Docker Compose

Easily install Cryptlex on any machine using Docker Compose.

Before installation

To get started with your Cryptlex On-premise installation, you’ll need the following things prepared in advance:

  • If this is your first time installing Cryptlex On-premise, you’ll need to contact us to schedule a guided installation. We’ll get you set up with a license key, and walk you through the installation process.

  • A server meeting the minimum system requirements.

Installation

Cryptlex On-premise uses Docker Compose to perform and manage installations. To install Cryptlex On-premise we first need to install and configure Docker Compose.

Install Docker Compose

Please refer to following installation guide: https://docs.docker.com/compose/install/

Using Docker Compose

All of the Cryptlex Docker images are available on Docker Hub. If you’re looking for a complete configuration to get up and running quickly, use our Docker Compose example and follow the steps below.

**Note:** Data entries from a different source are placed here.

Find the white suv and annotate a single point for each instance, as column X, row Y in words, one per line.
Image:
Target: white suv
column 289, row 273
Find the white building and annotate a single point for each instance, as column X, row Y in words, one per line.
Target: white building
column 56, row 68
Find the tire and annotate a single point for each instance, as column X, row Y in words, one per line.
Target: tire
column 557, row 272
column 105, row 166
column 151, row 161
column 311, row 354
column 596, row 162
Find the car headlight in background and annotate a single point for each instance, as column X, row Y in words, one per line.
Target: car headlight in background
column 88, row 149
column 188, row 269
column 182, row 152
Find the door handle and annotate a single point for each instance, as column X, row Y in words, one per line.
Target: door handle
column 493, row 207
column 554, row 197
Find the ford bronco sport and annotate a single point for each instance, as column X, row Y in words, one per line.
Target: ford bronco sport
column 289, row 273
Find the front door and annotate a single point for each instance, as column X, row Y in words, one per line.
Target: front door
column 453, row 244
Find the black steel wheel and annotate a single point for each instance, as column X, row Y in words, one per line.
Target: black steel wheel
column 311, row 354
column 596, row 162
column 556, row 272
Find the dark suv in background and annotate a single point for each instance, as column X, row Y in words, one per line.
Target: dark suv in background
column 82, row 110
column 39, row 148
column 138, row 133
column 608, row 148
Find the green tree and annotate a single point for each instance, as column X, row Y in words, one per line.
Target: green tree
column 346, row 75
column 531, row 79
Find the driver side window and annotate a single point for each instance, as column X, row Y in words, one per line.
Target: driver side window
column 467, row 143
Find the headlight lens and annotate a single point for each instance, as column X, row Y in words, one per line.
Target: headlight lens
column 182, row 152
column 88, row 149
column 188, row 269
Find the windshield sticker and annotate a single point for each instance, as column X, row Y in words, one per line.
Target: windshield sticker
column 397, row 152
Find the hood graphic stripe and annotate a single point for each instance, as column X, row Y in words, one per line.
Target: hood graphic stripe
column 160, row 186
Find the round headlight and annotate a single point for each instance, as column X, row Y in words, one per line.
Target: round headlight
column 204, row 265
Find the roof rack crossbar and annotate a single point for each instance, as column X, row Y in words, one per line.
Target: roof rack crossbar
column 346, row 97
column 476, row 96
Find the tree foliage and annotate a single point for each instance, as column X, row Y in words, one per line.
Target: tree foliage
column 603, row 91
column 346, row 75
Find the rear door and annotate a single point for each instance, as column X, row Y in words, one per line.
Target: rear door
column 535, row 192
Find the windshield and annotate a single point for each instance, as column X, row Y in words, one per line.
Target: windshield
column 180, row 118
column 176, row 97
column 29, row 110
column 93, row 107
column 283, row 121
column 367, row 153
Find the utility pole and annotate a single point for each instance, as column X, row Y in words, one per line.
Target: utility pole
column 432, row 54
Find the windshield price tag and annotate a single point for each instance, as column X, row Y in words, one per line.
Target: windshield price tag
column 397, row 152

Step 1: Create custom A or CNAME records

You will need to create five A or CNAME records for the server machine where you will be deploying Cryptlex. For this tutorial we will choose the following five sub-domains:

cryptlex-api.mycompany.com for the Web API Server

cryptlex-admin-portal.mycompany.com for the Admin Portal

cryptlex-customer-portal.mycompany.com for the Customer Portal

cryptlex-reseller-portal.mycompany.com for the Reseller Portal

cryptlex-releases.mycompany.com for the Release Server

Now to create the records:

  • Go to your DNS provider’s website (e.g. GoDaddy or Cloudflare).

  • Create A or CNAME records for the above custom domains.

  • Point all of them to the same IP address or hostname of your server.

Step 2: Clone the cryptlex-on-premise repository

Next, you need to login into your Linux server machine and clone the cryptlex-on-premise repository inside any folder and execute the following commands:

git clone https://github.com/cryptlex/cryptlex-on-premise
cd cryptlex-on-premise
chmod 0600 acme.json

The acme.json will store the SSL certificates, which will be generated for the above three sub-domains.

Step 3: Update the Postgres version

In the docker-compose.yml file change the value of services.database.image property to the current stable version of Postgres. For example, if the latest version is 14.5 then set the value to postgres:14.5-alpine. Once the version is set, it cannot be updated later without migrating the database to a newer major version.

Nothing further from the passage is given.